Dirty Pool
It is to my rather great regret that I did not see this coming. Ray, addictive personality that he is, phoned me up in a desperate frame of mind this afternoon, barely disguised as a pleasant social call to see what I planned to do with all of last night's winnings. I could tell he wanted to put more money on the bumpers, so when he invited me over for some mail-order filets mignon he had "forgotten" he ordered, I cut to the quick and asked if I might bring my cue. As soon as I offered I felt the cringe of guilt that parents who shoot heroin into their addicted babies must experience. Well, something like that. Not exactly. But still, rather foul and soul-wringing. Ray took the bait like a crocodile snapping up a chicken.

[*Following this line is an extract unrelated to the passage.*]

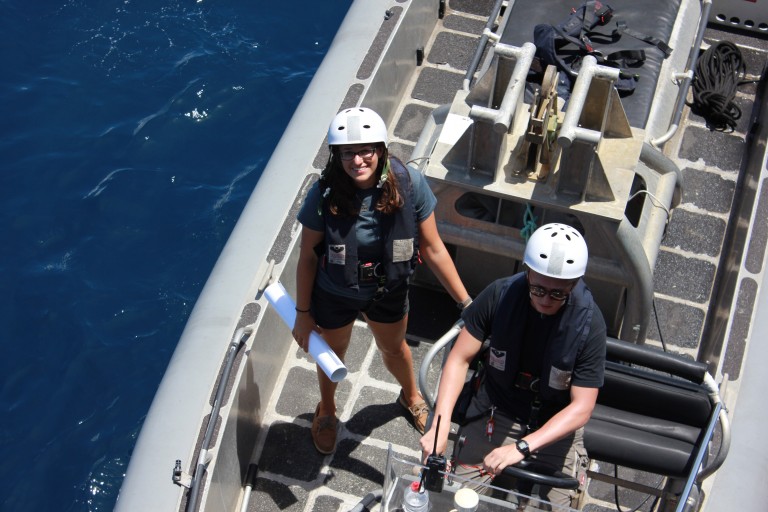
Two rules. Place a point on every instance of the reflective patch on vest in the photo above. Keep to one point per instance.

Dinner was delicious, but markedly curt. There was not even a vegetable, and no drinks were offered. Soon, it was time for the game.
Well, I thought I had seen the end of it as far as bizarre new cue technologies were concerned, but his apparatus for this evening was truly the limit. Instead of a cue stick at all, he wore a thick, futuristic glove on each hand, and onto his head he strapped a heavy set of goggles, just the sort you might see soldiers wear in night combat. There was a small touch-pad of buttons on one side of it, with which he fumbled awkwardly while sizing up his break. Then he took his position at the head of the table, pantomimed a breaking shot, and to my eye-widening consternation the balls scattered about as though they had been struck. Goggles on, he looked at me and explained that the balls were a special set which responded in kind to the actions defined by his gloves. "Kind of like a video game," he offered helpfully. Apparently the set came from Japan, and could thankfully also be struck with a normal, wooden cue.
I noted that the break had not been a particularly good one, having left the entire rack barely scattered at the bottom third of the table, so I was not too daunted to play. I made short work of the first game, letting him sink a shot when he could, as the tension in the room grew. He removed the fancy gear, insisted on making us drinks, and left for the bar. I sprang into action: donning the goggles, I made a quick study of the touch-pad. After selecting a modality entitled "Krazy-Pool!" I set the sweaty headgear down and picked up some overly-lacquered men's magazine.
He had mixed me a particularly stiff drink, so I partook in good sporting (it was Saturday night, after all, and my opponent was about to show me the finer points of "Krazy-Pool!" so I thought a stinging snoot might enhance the experience).
As we play Loser's break, he was at the head again. After re-donning his gear he went to the table and, to my undisplayed surprise, set up to shoot the cue ball into the right side pocket. Then, he shot the cue ball very strongly into the right side pocket. Great accuracy was used, in fact, with enviable topspin.
He took off his goggles to see what had just happened. The table stood silent, the rack pristine and untouched. My mirth could have filled a stadium, but I managed to keep it behind the teeth.
I may faithfully summarize the rest of the evening by stating that after a few more turns wherein the dictates of Krazy-Pool! sent cue ball after cue ball resoundingly into the right side pocket, he abandoned the technology entirely and returned to an actual stick. As is the case with one in a tight spot, he fell back upon the old familiar, the behind-the-back shot. I cut him off at $905 this evening, the last five dollars won on a particularly pathetic parting game of Rock-Paper-Scissors, in his doorway, as I was trying to leave.